Ясное дело, Стас не мог себе позволить даже самые невинные мужские удовольствия, а в тот памятный вечер он оказался в ресторане нашего клуба только потому, что после обеда должен был ехать на курсы повышения квалификации продавцов-букинистов, но занятия отменили из-за болезни лектора, о чем, естественно, он жену в известность не поставил. Но такие подарки судьба подкидывала ему нечасто. Сам он свою жизнь называл добродетелью строгого режима.
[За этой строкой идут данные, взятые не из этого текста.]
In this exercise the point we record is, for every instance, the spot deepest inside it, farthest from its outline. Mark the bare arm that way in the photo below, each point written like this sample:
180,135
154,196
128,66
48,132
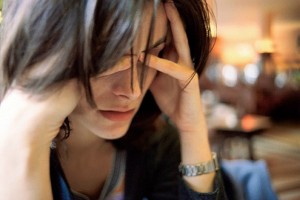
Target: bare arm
27,126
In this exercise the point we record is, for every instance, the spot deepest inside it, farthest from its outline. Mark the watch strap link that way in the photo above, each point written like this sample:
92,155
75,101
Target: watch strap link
200,168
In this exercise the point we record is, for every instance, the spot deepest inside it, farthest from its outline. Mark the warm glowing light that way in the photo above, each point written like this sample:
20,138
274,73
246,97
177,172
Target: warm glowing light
251,73
248,122
230,75
264,46
239,54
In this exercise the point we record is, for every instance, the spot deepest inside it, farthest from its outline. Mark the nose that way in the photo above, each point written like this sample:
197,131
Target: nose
128,86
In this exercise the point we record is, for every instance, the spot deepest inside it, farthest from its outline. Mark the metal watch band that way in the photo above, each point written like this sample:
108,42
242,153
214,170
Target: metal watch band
200,168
А ведь в нем, как в каждом мужчине, тоже кипели страсти: он влюблялся в своих постоянных покупательниц, ужасно страдал от бесперспективности, и постепенно на его лице установилось выражение застоявшейся невостребованности, которое часто путают с признаком пытливого ума. Свое сексуальное неудовлетворение Стас сублимировал в творчество, но за мелькнувший в его стихах «ласкающий пепельный локон», абсолютно вымышленный, он был жестоко избит кофеваркой. От более лютой расправы Стаса спасло то, что его жена лет десять назад, сдуру, покрасилась в какой-то пепельно-пегий цвет, о чем и вспомнила, занеся кофеварку для решающего удара… Методом жестоких проб и роковых ошибок Стас нащупал безопасную для жизни тематику. Обычно его стихи и поэмы назывались крайне филологично – «Перечитывая третью главу „Кентерберийских рассказов“, или „Модильяни пьет абсент в „Ротонде“, или „Смерть Альбера Камю в автомобильной катастрофе 4 января 1960 года“. Но надо ли объяснять, что Жгутович мечтал о большем? Вот почему моя однокомнатная квартира, расположенная в пяти минутах бега от букинистического магазина «Книжная находка“, была единственным выходом из того кошмара, в котором он влачил свои половозрелые годы.
– Значит, ты будешь пользоваться моей квартирой? – игриво переспросил я.
– В любое время и в любых целях! – уточнил Стас.
– Молоток! – Арнольд хлопнул Жгутовича по плечу.
– Идет, – согласился я и сделал многозначительную паузу. – Но если ты проиграешь, то я буду в любое время пользоваться твоей «Масонской энциклопедией»!
– В каком смысле? – затомился алчный Стас.
– В прямом. Ты мне ее просто отдашь!
– Молоток! – Арнольд хлопнул меня по плечу.
На мгновение Жгутович замер, и на лице его живо отобразилась схватка скрытого сладострастия с явным честолюбием, но довольно скоро честолюбие пискнуло и подняло вверх свои крысиные лапки.
– Идет! – кивнул он. – Тем более что ты все равно не выиграешь!
– Подумай! – усмехнулся я и решил его помучить. – Ты теряешь единственный шанс. Если ты отдашь мне энциклопедию, книгу тебе никто не издаст, и взыскательный читатель никогда не сможет насладиться твоей поэмой «Иван Тургенев читает Полине Виардо фрагменты романа „Дым“.
– Романа «Новь», – обиженно поправил Стас. – Ты всегда был Терситом по натуре…
– А кто такой Терсит? – вмешался Арнольд.
– Так, мужик один, – объяснил Стас и добавил: – Я подумал. Ты никогда не выиграешь! – и он протянул мне руку.